Everest considers the emotional repercussions of risk taking

24 Sep 2015

By The Record

Jake Gyllenhaal, Michael Kelly and Josh Brolin star in a scene from the movie Everest. PHOTO: CNS
Jake Gyllenhaal, Michael Kelly and Josh Brolin star in a scene from the movie Everest. PHOTO: CNS

By John McCarthy

On 10 May 1996, two climbing teams were poised to scale the summit of Mount Everest from the south. One was from the aptly named outfit, Mountain Madness.

After watching the formidable movie Everest, which dramatises events leading up to and during that fateful day when eight lives were lost, viewers may wonder whether some form of insanity isn’t a prerequisite for attempting such a dangerous, punishing feat.

Many elite mountaineers, like other extreme athletes, would probably admit to being half-crazy. At a minimum, they would acknowledge that their determination to ascend the world’s tallest peaks is not primarily rational.

Climbing fatalities are fairly common in the Himalayas and other high-altitude ranges. Among the factors that differentiated this tragedy: three individuals who succumbed, as well as a number of survivors, paid up to $65,000 for the opportunity.

That spring, owing to a boom in adventure tourism, the mountain was overcrowded. In essence, pedestrian traffic jams five miles above sea level helped cause the disaster.

Ironically, the man who invented the business of commercial expeditions to the world’s tallest pinnacles, New Zealander Rob Hall (Jason Clarke), owned the second team, Adventure Consultants. Hall and his clients and colleagues are the film’s central characters.

They include Texas physician Beck Weathers (Josh Brolin), journalist Jon Krakauer (Michael Kelly) and Japanese alpinist Yasuko Namba (Naoko Mori). Emily Watson portrays base camp manager, Helen Wilton; Keira Knightley is Hall’s pregnant wife, Jan; and Jake Gyllenhaal plays Scott Fischer, the freewheeling leader of Mountain Madness.

Aided by this terrific ensemble and a first-rate production team, Icelandic director Baltasar Kormakur does an excellent job of conveying the human saga as well as the natural spectacle. The result is both sensitive and powerful.

The screenplay by William Nicholson and Simon Beaufoy draws from multiple, often contradictory accounts such as the published memoirs of survivors – Krakauer’s 1997 best-seller Into Thin Air among them – original interviews and several documentaries.

Far from glamorising the ordeal, their script shows the effects of exposure to the harshest conditions imaginable and of the delirium that quickly sets in when the human body is oxygen-deprived. The result is a tale of physical pain and suffering that also considers the emotional repercussions of risk taking.

Remarkably, despite the strenuous circumstances and forbidding natural beauty of the surroundings, Everest feels more like a contemplative drama than a wilderness adventure gone awry. And the absence of any genuinely objectionable material – there’s no foul language, sexual innuendo or violence in the film – makes this meditation on humanity’s struggle with the elements suitable for teens as well as grown-ups.

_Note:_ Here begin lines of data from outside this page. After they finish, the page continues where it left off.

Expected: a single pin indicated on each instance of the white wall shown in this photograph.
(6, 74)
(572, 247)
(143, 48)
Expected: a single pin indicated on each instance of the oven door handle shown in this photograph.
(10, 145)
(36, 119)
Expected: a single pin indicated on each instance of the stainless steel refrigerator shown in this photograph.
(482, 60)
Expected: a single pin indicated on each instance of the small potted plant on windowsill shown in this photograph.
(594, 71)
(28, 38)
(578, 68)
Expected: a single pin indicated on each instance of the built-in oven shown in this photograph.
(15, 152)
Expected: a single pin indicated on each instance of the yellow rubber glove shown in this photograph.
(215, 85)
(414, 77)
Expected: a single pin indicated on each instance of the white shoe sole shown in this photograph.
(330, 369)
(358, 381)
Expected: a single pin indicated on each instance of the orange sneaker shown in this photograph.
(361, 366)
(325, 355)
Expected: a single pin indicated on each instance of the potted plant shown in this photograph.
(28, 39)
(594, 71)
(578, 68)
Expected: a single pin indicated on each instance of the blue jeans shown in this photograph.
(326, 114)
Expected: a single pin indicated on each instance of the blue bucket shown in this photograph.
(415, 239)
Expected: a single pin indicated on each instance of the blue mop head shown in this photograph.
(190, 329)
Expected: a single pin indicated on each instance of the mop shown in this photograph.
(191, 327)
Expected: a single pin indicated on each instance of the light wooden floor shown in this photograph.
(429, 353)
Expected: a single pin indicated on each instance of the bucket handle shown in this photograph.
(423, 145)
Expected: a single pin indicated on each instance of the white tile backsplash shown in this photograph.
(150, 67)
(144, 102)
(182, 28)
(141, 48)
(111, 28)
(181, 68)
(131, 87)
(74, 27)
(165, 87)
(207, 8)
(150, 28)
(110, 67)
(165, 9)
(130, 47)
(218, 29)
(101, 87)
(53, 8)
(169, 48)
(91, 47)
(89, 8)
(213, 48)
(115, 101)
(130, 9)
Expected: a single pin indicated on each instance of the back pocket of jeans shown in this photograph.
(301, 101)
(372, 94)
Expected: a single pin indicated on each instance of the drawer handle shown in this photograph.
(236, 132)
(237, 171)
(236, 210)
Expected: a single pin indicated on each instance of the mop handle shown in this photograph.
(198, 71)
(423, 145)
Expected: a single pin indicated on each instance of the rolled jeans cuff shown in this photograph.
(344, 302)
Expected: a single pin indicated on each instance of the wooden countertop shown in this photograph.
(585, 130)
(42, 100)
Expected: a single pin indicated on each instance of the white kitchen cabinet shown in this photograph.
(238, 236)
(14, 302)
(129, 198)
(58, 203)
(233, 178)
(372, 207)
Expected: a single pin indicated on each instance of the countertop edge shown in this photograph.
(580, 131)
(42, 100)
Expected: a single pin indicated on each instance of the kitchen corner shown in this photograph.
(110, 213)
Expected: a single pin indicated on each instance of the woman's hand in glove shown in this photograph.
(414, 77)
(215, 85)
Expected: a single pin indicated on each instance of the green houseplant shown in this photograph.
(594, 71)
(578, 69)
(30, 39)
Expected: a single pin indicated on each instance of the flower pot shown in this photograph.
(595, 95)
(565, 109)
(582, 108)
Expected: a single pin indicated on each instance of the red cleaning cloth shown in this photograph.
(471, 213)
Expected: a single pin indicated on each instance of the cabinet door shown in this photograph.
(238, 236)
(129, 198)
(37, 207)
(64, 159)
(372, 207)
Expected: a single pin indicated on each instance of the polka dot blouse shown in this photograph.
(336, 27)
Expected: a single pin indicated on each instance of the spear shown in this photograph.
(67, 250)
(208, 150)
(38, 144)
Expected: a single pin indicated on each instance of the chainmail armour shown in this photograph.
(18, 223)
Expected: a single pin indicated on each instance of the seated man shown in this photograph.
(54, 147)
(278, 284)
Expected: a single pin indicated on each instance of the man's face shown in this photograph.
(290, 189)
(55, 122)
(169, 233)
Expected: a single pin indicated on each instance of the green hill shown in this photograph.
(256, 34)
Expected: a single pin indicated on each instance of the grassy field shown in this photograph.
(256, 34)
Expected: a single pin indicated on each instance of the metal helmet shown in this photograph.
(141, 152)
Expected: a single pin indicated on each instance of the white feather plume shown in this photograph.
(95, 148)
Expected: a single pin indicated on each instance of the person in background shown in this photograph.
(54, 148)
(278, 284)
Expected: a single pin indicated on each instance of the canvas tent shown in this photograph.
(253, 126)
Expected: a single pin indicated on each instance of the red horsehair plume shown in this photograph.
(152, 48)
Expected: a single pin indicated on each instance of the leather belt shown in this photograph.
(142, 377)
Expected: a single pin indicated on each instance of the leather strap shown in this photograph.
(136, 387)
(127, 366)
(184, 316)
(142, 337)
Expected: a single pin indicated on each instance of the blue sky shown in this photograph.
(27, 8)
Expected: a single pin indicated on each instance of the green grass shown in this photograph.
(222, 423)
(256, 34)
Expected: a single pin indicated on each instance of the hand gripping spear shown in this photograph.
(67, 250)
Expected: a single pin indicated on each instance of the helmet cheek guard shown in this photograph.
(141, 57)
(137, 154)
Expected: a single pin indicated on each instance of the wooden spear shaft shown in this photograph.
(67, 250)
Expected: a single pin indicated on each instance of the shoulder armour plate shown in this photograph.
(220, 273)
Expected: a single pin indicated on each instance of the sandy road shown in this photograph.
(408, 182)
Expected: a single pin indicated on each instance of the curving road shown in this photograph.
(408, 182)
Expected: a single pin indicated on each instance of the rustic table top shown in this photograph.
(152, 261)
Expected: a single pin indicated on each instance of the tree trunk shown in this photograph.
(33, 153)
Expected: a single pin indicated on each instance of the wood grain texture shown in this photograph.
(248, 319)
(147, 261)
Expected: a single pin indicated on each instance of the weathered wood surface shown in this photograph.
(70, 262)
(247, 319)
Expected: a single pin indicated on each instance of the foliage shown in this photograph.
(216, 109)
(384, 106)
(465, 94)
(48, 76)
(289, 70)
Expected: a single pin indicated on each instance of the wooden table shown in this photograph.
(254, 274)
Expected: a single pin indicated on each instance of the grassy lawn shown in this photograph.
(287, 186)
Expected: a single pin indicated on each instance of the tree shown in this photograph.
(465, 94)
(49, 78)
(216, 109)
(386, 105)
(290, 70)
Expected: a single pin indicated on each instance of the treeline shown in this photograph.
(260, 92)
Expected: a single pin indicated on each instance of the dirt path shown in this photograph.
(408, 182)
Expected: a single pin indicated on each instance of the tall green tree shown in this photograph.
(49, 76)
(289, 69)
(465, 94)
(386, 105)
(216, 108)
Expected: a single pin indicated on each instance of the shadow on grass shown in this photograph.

When asked why they feel compelled to climb, none of the mountaineers have an answer. But, in the often surreal, awe-inspiring images captured by cinematographer Salvatore Totino (shooting in Nepal and Italy’s Dolomite mountains) the mystical pull of the topography can be glimpsed.

Everest doesn’t judge anyone; it doesn’t point fingers or assign blame. There are no villains, save for a vicious storm that strikes at the worst possible time. It’s human nature versus Mother Nature.

No doubt, moral frailty and bad judgement came into play in real life. But the reluctance to mete out cinematic justice is rare and refreshing.

Everest does have a moral blind spot, however. It concerns the Sherpa guides and Nepalese people as a whole. Although none perished in this particular incident, scores of Sherpas have died over the years while helping outsiders fulfill their mountaineering ambitions.

The movie would have benefited by acknowledging the sacrifices and perspective of a nation that, in addition to being ravaged by natural calamities, has, in many respects, been exploited by the commercialisation of climbing.

Everest is being released in Imax 3-D and on other large-format screens, followed by a release in standard theatres. Because of the predominance of awe-inspiring scenery, the extra cost for 3-D viewing is probably justified.

The film contains frequent scenes of peril and some gruesome images. The Catholic News Service classification is A-II – adults and adolescents. The Motion Picture Association of America rating is PG-13 – parents strongly cautioned. Some material may be inappropriate for children under 13.